Dealmakers see economic recovery in 2010 or beyond(2)

A recent survey shows dealmakers have high hopes for the energy sector once the economy recovers, and also like infrastructure investing as a long-term opportunity for private equity.

Private equity dealmakers believe an economic recovery will not occur until 2010 or beyond and the energy sector will be the most attractive for private equity investors once the market turns, according to a survey by accounting giant KPMG.

About 43 percent of the 200 private equity investors questioned believe the economy will turn around next year, while 39 percent said the recovery will happen after 2010. Just 7 percent of dealmakers surveyed expect a recovery in mid-2009, while 11 percent said the economy could rebound by the year’s end.

“Private equity by [its] nature work[s] to anticipate the downside in the market, so I would say those who took this survey are planning for the worst in an elongated cycle and hoping for the best,” Shawn Hessing, national managing partner of KPMG’s US private equity group said in a statement. “They want no negative surprises.”

More than 35 percent of the private equity investors who responded to the survey said energy would be the most appealing sector for investments as the economy recovers, with financial services and technology sharing second place, followed by healthcare and business services.

Taking a longer-term view, 40 percent of respondents see infrastructure investments – specifically highways, sports arena, public transportation and utilities – as the next “meaningful” investment opportunity for private equity.
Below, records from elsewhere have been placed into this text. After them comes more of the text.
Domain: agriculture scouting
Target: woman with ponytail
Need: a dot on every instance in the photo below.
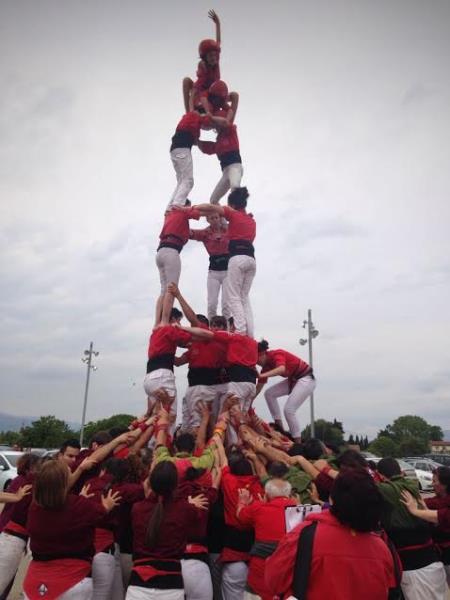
(61, 529)
(160, 528)
(298, 383)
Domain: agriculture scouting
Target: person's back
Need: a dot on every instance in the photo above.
(345, 564)
(348, 560)
(423, 571)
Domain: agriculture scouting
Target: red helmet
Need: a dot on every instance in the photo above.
(208, 46)
(218, 88)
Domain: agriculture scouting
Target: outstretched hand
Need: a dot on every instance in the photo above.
(111, 500)
(200, 501)
(214, 16)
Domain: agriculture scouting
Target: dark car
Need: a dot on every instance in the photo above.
(443, 459)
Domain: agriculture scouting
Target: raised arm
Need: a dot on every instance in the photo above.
(215, 17)
(278, 371)
(210, 209)
(431, 516)
(187, 310)
(199, 333)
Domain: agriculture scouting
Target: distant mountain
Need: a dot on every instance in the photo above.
(14, 422)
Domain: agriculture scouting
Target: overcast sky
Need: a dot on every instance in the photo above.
(344, 124)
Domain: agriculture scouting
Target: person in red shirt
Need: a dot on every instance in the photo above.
(161, 525)
(241, 357)
(208, 70)
(226, 146)
(298, 384)
(162, 346)
(237, 474)
(61, 528)
(216, 241)
(348, 559)
(186, 135)
(174, 235)
(242, 264)
(267, 518)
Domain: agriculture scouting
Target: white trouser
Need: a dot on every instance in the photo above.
(168, 262)
(11, 552)
(234, 579)
(118, 591)
(216, 281)
(161, 379)
(301, 390)
(103, 568)
(197, 580)
(215, 566)
(230, 180)
(222, 393)
(245, 390)
(191, 416)
(428, 583)
(135, 592)
(126, 564)
(182, 163)
(83, 590)
(241, 272)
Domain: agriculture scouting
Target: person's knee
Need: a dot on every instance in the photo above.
(289, 412)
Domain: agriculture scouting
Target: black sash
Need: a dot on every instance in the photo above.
(238, 247)
(235, 539)
(204, 376)
(182, 139)
(229, 158)
(218, 262)
(163, 361)
(239, 373)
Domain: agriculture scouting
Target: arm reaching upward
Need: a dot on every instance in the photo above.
(210, 209)
(215, 17)
(187, 310)
(197, 332)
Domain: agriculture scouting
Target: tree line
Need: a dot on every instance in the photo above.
(408, 435)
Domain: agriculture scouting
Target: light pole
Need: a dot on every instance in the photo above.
(88, 360)
(312, 333)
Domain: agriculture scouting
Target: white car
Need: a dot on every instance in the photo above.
(425, 480)
(424, 469)
(8, 470)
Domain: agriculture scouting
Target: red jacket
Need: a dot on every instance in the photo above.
(269, 523)
(345, 564)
Also, 33 percent of respondents see emerging markets as a good future opportunity, while 27 percent see public-private partnerships (PPPs) as a strong opportunity for private equity.

“While infrastructure may not offer the historic returns of 25 to 30 percent, a 15 percent rate of return on an infrastructure project may appear more acceptable when viewed against the significantly lower returns that have become typical in today’s market,” Hessing said.

Many respondents said they were concerned about potential future legislation surrounding PPPs and distressed bank assets, according to the survey. Dealmakers also fear the backlash that could come from high profits garnered from a PPP.

“The respondents are concerned that the rules of engagement on public-private partnerships will likely change as the market develops, and the private equity sector is seeking more clarity before investing,” Hessing said.